The Yangtze is stealing the headwaters of the Yellow River
China’s two longest rivers arise on the Tibetan Plateau, on opposite sides of a 3,000-kilometer-long divide that separates their drainage basins. Deep gorges and steep terrain shape the Yangtze headwaters while the Yellow flows through the gentle Zoige Basin. A new study argues the Yangtze is actively pirating the Yellow’s headwaters, pushing the divide northwestward. The climate swings of the Quaternary, the current ice age, amped up erosion in this region in favor of the steeper Yangtze basin. Over the last few million years, the Yangtze has stolen 30,000 square kilometers that once drained into the Yellow, reducing the annual runoff in upper Yellow River by 5 billion cubic meters. It’s about the same volume (4 billion cubic meters) that China plans to transfer back to the Yellow River through the western route of the massive South-to-North Water Diversion Project. [JGR Solid Earth study]

This asteroid literally dug up evidence of past water on Mars
Roughly fifteen years ago, an asteroid left a 25-meter-wide crater in Mars’s dusty Arabia Terra region, driving itself into the plains within a much larger, older crater. The impact acted as “nature’s drill,” write the authors of a new study, offering a rare glimpse beneath the Martian surface. Observations of the crater from the Mars Reconnaissance Orbiter have revealed that magnesium saponite — a clay mineral that only forms with water around — exists just a few meters down, presenting another piece of evidence for past water on Mars. [JGR Planets study]

Coral heat stress in 2024 over three times more anomalous than in most warm years 
Compared to the historical average from 1981 to 2010, marine heatwaves around the globe in 2024 spanned more days and were more intense by more than three standard deviations — in other words, exceeding the historical average over three times more than most other above-average years for marine heatwaves. The extreme conditions of that year, when the average global sea surface temperature reached a record 0.61 degrees Celsius above the historical average, contributed to the fourth worldwide coral bleaching event on record. Reefs in the Red Sea, the Coral Triangle, Fiji, the Caribbean, and Brazil suffered especially severe heat stress, researchers report. [Geophysical Research Letters study] 

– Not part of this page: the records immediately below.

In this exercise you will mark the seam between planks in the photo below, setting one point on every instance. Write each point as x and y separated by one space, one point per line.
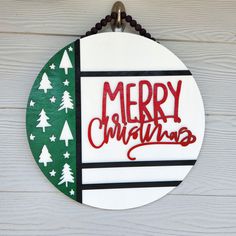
157 39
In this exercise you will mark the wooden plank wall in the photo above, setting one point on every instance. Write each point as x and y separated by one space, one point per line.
203 35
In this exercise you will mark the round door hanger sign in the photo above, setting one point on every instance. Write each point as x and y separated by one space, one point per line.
115 121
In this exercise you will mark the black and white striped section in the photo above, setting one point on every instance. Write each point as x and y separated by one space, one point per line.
104 182
104 179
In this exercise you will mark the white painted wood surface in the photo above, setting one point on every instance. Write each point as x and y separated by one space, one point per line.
203 35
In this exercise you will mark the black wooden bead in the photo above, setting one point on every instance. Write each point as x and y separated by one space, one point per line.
128 18
103 22
108 18
133 23
114 15
94 30
98 26
123 15
143 32
138 27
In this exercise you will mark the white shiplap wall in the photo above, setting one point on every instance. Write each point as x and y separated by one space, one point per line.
203 35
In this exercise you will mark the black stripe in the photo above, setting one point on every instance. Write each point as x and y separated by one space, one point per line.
137 164
78 122
135 73
131 185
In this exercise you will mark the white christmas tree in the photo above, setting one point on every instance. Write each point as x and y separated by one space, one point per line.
66 176
65 62
66 102
66 134
43 120
45 156
45 83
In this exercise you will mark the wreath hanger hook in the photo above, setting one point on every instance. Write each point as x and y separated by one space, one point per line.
118 24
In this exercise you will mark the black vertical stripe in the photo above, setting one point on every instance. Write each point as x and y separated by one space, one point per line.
78 123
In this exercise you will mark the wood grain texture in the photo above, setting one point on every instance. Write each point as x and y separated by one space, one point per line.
214 173
170 19
53 214
213 66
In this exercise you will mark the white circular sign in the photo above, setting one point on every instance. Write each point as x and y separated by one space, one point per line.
115 120
142 120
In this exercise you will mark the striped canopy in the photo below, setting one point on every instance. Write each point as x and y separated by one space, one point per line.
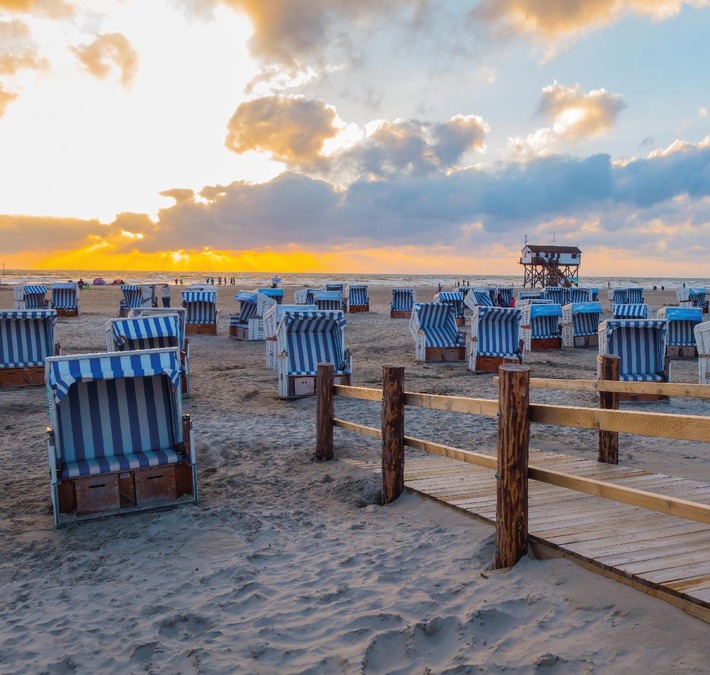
64 371
26 337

ER visits from asthma spike during nighttime heatwaves in Baltimore
When heatwaves in Baltimore last through the night, emergency rooms receive more patients with heightened asthma symptoms. A new study drawing on hundreds of adult and pediatric cases from 2016 to 2022 and air temperature measurements at the neighborhood level found that socially vulnerable neighborhoods and those with the greatest nighttime temperature changes were most likely to see ER visits shoot up. Baltimore’s Code Red Extreme Heat alert system, which relies on daytime temperature forecasts, doesn’t capture this correlation between heat and asthma, potentially underestimating residents’ heat exposure. Including measurements taken at night, when the city’s heat island effect strengthens, could improve early warning systems, the researchers wrote. [Johns Hopkins University press release][GeoHealth study]

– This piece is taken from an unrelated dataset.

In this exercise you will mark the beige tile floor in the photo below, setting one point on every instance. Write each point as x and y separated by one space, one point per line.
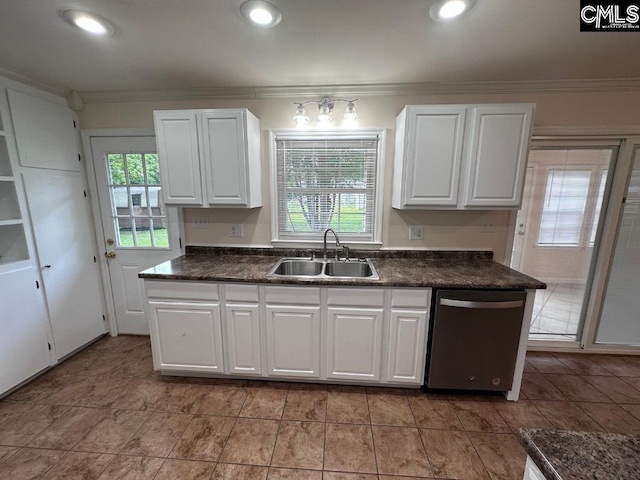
104 414
556 312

In extreme weather, Appalachian forests’ slow and steady response wins the race
Appalachian forests’ adaptations to droughts and floods only appear months or years after the fact. The delayed response may provide critical resilience for the forests’ ecosystems, reducing how much water vegetation drinks up during dry periods and promoting water recharge when precipitation increases. [Water Resources Research study]

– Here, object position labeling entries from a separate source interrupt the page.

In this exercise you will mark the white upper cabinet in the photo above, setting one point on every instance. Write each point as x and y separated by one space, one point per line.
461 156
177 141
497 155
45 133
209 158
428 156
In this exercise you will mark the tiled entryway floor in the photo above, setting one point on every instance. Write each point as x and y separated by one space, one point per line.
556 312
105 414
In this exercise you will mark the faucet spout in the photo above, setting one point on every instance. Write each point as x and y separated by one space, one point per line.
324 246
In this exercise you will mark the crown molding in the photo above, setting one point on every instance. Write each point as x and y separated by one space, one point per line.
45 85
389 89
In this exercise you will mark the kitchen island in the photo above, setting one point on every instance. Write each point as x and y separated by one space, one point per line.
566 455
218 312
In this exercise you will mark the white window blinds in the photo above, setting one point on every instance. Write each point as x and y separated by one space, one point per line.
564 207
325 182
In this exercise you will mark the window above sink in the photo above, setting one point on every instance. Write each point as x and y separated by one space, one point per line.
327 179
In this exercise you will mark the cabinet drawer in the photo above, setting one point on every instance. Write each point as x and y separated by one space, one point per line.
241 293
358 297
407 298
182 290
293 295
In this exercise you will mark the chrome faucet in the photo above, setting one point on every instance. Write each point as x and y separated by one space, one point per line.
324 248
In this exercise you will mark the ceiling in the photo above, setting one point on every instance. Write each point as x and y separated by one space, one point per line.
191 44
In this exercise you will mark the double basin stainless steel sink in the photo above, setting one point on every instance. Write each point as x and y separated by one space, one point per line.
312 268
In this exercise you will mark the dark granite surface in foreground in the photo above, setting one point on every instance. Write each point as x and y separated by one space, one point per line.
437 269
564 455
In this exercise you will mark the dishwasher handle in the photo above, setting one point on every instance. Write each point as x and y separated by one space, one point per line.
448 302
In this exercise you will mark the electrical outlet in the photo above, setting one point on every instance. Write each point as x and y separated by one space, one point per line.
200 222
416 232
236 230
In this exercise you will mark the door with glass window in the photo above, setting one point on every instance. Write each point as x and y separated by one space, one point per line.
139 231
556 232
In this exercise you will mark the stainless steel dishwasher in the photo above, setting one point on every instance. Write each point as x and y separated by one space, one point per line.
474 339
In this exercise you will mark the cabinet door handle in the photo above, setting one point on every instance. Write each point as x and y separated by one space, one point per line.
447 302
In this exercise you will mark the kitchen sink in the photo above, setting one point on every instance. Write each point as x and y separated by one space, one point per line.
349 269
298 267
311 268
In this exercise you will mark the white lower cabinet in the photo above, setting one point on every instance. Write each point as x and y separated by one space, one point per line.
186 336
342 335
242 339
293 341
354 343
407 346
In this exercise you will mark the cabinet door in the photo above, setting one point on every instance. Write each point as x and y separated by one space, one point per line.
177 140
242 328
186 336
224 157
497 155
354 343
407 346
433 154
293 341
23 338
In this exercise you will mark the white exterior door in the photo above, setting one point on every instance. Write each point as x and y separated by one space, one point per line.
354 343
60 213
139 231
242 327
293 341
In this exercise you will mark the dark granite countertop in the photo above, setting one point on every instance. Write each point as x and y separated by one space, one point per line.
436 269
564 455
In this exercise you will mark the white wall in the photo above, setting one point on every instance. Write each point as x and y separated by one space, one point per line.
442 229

How wildfires worsen flood risk
A new approach to analyzing watersheds shows how storms occurring after a wildfire can have higher flooding risk than similar storms that occurred before a fire. [Eos research spotlight][Water Resources Research study] 

Want to predict wildfire severity? Look to the state of vegetation
A new study connects satellite data on vegetation condition, topography, and weather conditions to examine the predicted versus actual burn severity of the 2025 Los Angeles wildfires. [Eos research spotlight][AGU Advances study] 

Where was Baltica 616 million years ago?
Disentangling magnetic signals in its ancient rocks gives an updated view of the paleocontinent’s position during the Ediacaran period. [Eos research spotlight][Geochemistry, Geophysics, Geosystems study] 

Toward marine cloud brightening at scale: A science agenda
Marine Cloud Brightening (MCB) is a Solar Radiation Management (SRM) solution to cool the planet by changing the albedo of low-altitude marine clouds to increase reflected shortwave radiation. [Eos editors’ highlight][AGU Advances study][AGU Ethical Framework Principles for Climate Intervention Research] 

Let’s not forget about long droughts
Why do conceptual hydrologic models struggle to model long-term droughts? A new study investigates. [Eos editors’ highlight][Water Resources Research study]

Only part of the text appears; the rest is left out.